The Lawrence Livermore National Laboratory, located in California, became the centre of attraction with officials from the Department of Energy and IBM celebrating the completion of the world's fastest supercomputer.
IBM's Blue Gene/L supercomputer broke its own record, to be judged the world's fastest computer. The Blue Gene/L did a whopping 280.6 teraflops i.e. 280.6 trillion calculations per second, superceding its June record of 136.8 teraflops, setting a brand new record of sorts.
What Blue Gene is now able to do every second, any person in the world with a handheld calculator would take decades to accomplish.
Blue Gene/L derives its name from a protein folding study, that inspired the project. According to sources at Livermore, Blue Gene started off as an R&D machine and was later turned into a production machine. Together with another 100 teraflops system called ASC Purple, Blue Gene is expected to work on safeguarding the US's stockpile of nuclear weapons.
While Blue Gene will work on materials ageing calculations, molecular dynamics, material modelling plus turbulence and instability in hydrodynamics; ASC Purple will use this information to run 3D weapons' codes required to simulate nuclear weapons performance quickly.
Now, the race is on to reach a petaflop i.e. 1,000 trillion calculations per second, a milestone, which could change the way we look at science, engineering and business, and more importantly, will have IBM and its government partners at loggerheads with Japan, in a bid to reach the target.
Supercomputers are increasingly carving out a niche for themselves in several spheres. Recently, they became a major tool in a range of advanced biological applications. Astronomers have drawn inspiration from them; their immense processing power has been used to improve the accuracy of weather forecasts, etc.
Reportedly, IBM is trying to hard-sell its Blue Gene design to commercial markets, in addition to universities and research labs who have been its earlier customers.
Meanwhile sources reveal that the Japanese Ministry of Science and Technology plans to build a new supercomputer, which might do around 10 petaflops by 2011.

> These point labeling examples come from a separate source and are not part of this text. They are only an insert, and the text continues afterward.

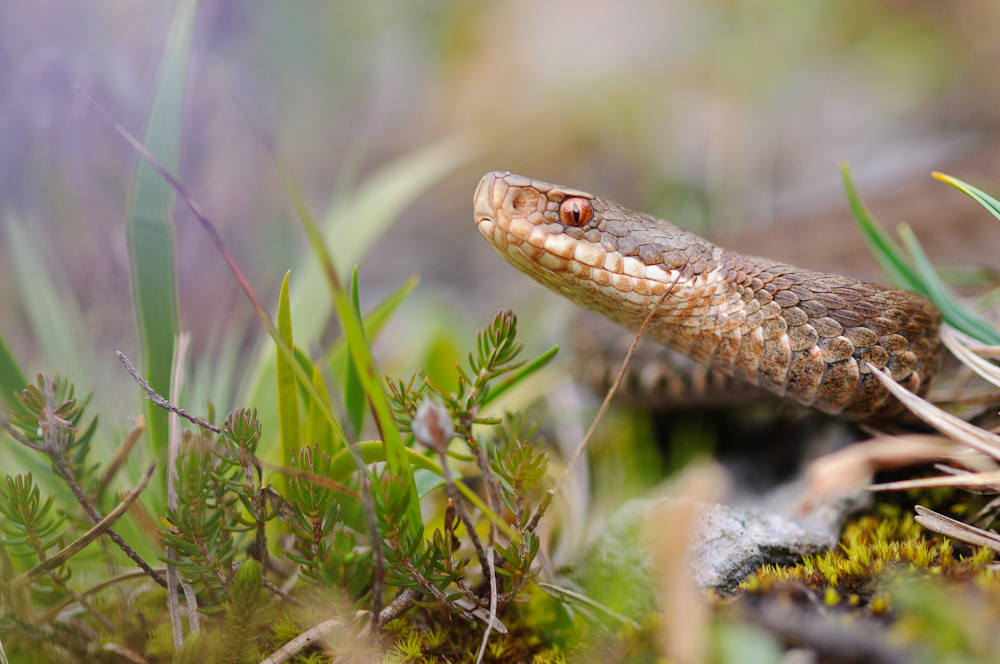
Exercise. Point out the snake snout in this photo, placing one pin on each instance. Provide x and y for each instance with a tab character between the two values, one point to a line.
482	200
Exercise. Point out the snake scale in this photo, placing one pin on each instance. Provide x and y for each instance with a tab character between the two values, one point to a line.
804	335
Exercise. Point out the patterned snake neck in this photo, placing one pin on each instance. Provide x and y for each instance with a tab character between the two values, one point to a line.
804	335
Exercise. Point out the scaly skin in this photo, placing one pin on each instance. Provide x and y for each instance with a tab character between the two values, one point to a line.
804	335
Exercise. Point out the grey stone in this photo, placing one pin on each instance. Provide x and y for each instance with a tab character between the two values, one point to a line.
729	544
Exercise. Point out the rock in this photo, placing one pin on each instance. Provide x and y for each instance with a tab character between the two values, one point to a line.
729	544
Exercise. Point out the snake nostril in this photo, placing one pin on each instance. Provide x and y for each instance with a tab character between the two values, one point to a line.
576	212
525	201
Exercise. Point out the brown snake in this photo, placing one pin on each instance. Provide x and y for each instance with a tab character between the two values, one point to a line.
804	335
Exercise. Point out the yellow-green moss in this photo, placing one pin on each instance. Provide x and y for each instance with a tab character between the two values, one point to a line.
872	550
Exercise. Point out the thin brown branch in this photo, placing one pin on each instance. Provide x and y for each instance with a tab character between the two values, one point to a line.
614	387
160	401
104	525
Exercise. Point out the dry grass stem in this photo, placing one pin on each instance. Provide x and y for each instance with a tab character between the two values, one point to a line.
852	468
949	527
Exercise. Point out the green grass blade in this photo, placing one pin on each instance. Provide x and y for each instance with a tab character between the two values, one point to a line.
12	379
55	320
353	226
354	392
151	229
374	322
888	254
953	312
377	204
361	355
984	199
318	431
288	400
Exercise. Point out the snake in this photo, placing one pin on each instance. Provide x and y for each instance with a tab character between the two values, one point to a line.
807	336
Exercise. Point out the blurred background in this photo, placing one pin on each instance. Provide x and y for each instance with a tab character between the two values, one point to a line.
726	117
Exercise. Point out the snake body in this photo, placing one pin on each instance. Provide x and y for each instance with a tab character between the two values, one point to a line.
804	335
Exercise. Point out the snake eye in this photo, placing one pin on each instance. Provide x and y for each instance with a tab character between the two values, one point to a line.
576	212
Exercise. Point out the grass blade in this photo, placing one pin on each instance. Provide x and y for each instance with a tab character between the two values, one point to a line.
374	322
151	229
354	393
288	400
984	199
318	431
12	380
360	354
953	312
889	255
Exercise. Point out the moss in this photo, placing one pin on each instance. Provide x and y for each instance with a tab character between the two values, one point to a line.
875	555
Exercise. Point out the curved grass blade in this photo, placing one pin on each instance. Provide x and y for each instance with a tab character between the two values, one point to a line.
318	431
151	229
12	380
374	322
984	199
952	310
351	227
288	399
354	392
360	353
889	255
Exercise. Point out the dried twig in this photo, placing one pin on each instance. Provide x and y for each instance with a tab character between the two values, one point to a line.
160	401
104	525
949	527
173	455
493	606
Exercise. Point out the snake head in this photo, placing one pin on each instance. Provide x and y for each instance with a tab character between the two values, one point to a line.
592	250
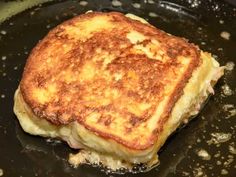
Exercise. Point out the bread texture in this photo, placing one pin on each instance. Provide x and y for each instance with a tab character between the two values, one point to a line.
113	84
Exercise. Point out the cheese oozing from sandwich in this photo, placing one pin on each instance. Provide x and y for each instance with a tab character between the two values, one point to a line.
114	86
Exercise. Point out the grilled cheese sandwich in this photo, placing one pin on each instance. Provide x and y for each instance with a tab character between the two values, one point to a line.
114	85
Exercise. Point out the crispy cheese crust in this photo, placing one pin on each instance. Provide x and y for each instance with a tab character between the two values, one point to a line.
113	84
111	74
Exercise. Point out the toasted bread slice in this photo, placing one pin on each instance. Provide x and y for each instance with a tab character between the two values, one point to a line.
112	84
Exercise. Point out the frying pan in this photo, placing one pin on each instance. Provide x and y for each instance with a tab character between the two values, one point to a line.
209	24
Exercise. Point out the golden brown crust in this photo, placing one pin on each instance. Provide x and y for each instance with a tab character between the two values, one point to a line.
100	79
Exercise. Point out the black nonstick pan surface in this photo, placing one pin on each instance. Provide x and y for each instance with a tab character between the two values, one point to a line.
205	147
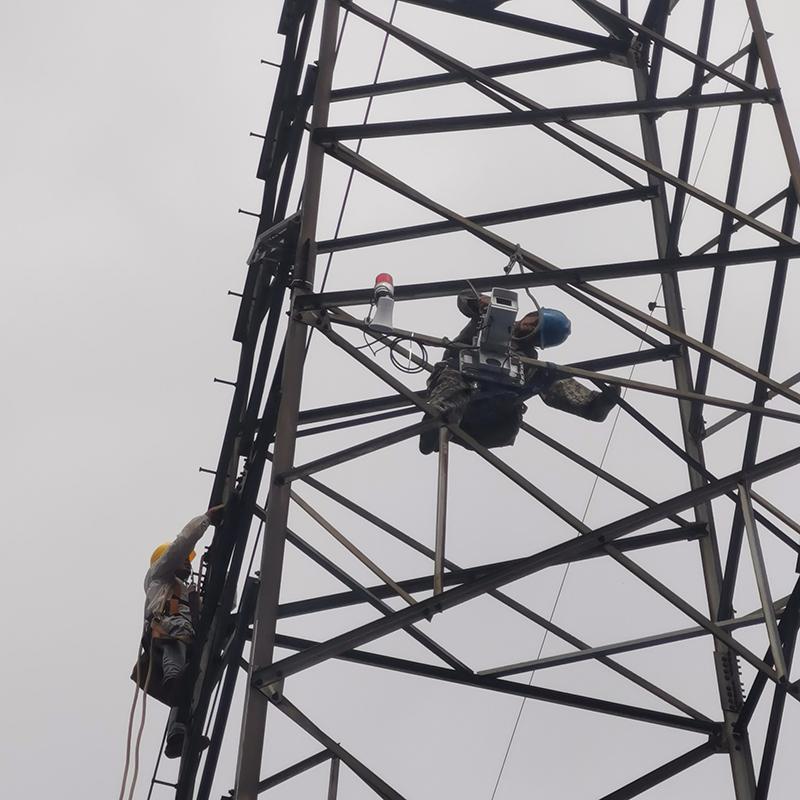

In any case, Japan's Earth Simulator supercomputer, built by NEC Corporation, was considered the world's fastest till Blue Gene/L arrived on the scene, to overtake its speed of 35.9 teraflops last year.
It would take 32 years to perform a billion calculations at one calculation per second. It would certainly take longer than "decades" (unless there was an exponent missing from the article) to complete 280.6 trillion calculations at the same rate.
i think they should have wrote that every person in the world using a calculatior would take decades. ^ billion people doing one calc per second would take .... a long time to hit 286 teraflops
I would like to know what kind of hand calculator the author has that can allow him to do 280teraflops in a few decades. I think it would take a little longer than that, a few million years longer (~9 million years at 1 floating point op per second and you have to enter that data by hand). It's a small point but since the point was to illustrate how much faster a supercomputer is, the analogy is orders of magnitude off. Still, nice article.